Akademik Veri Yönetim Sistemi
Goldschmidt 2023 Conference, Lyon, Fransa, 09 Temmuz 2023
The Black Sea is a unique semi-enclosed basin with ten sizable rivers flowing into a highly connected coastal-deep sea system, adding anthropogenically generated nutrients and pollutants, fueling the biggest anoxic-sulfidic water body on Earth. The ecosystem of the Black Sea is particularly distinct in that it is vulnerable to the increasingly harmful effects of a number of human-caused stresses, including eutrophication and hypoxia, overfishing, and the introduction of alien species. The impacts of climate change on the ecosystem are superimposed on top of these. The marine environment of the Black Sea has seen significant changes since the early 1970s, and it is believed that combinations of these stressors are the primary cause of its decline. The Black Sea's redox interface, which can stretch to a meters-long suboxic (no sulfide and no oxygen) zone and separates the thin upper layer from the largest sulfidic water body on Earth, is a crucial factor in regulating the health of the productive upper layer. Here, we present the most recent findings from the Black Sea's redox interface, which was studied as part of a basin-wide research mission by R/V Bilim-2 in December 2022. We focus on the western central basin in this contribution and present high-resolution vertical distributions of oxygen, nutrients (nitrate, silicate, and phosphate), and hydrogen sulfide. Throughout this month, the water was transitioning to winter conditions while maintaining above-average seasonal sea surface temperatures.
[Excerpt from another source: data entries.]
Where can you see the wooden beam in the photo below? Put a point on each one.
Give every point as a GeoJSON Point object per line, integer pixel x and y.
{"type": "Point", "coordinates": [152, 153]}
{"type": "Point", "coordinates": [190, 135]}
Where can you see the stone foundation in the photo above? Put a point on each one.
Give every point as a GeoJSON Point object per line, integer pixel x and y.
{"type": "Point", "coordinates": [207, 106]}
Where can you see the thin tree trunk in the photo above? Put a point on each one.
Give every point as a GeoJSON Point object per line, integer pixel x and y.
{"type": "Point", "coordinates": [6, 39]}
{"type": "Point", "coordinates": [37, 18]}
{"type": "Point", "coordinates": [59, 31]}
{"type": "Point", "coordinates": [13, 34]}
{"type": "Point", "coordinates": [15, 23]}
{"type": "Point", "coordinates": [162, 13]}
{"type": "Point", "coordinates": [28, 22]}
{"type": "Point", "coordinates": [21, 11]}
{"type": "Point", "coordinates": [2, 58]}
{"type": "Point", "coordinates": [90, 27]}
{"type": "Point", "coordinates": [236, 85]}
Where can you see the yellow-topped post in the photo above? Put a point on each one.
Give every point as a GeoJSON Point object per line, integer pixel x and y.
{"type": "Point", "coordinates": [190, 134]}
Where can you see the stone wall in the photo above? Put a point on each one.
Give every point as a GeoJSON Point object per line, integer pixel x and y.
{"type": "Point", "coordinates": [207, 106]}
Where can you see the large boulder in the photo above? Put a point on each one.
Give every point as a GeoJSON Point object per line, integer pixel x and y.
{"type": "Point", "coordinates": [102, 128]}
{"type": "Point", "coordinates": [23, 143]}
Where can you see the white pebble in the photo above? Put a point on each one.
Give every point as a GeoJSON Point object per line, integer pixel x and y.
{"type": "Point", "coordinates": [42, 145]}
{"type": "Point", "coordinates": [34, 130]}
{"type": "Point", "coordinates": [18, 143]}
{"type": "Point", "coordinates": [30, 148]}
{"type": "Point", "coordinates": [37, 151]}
Although the average sigma-thetas at the lower end of the oxycline was at 16.0 to 16.2, at the lower end of the historical datasets including the last decades, we still found evidence of winter mixing and oxygen injection across density layers. Hydrogen sulfide's onset density was also observed to be between 16.2 and 16.4, which is consistent with earlier datasets from the winter. Our research hints at how Black Sea microbial communities taking part in sulfur, nutrients and oxygen cycles react to anthropogenic stressors and climate change. It also suggests that the biogeochemical regime exhibits a certain degree of resilience, which is revealed by the suboxic zone oxygen and sulfide gradients.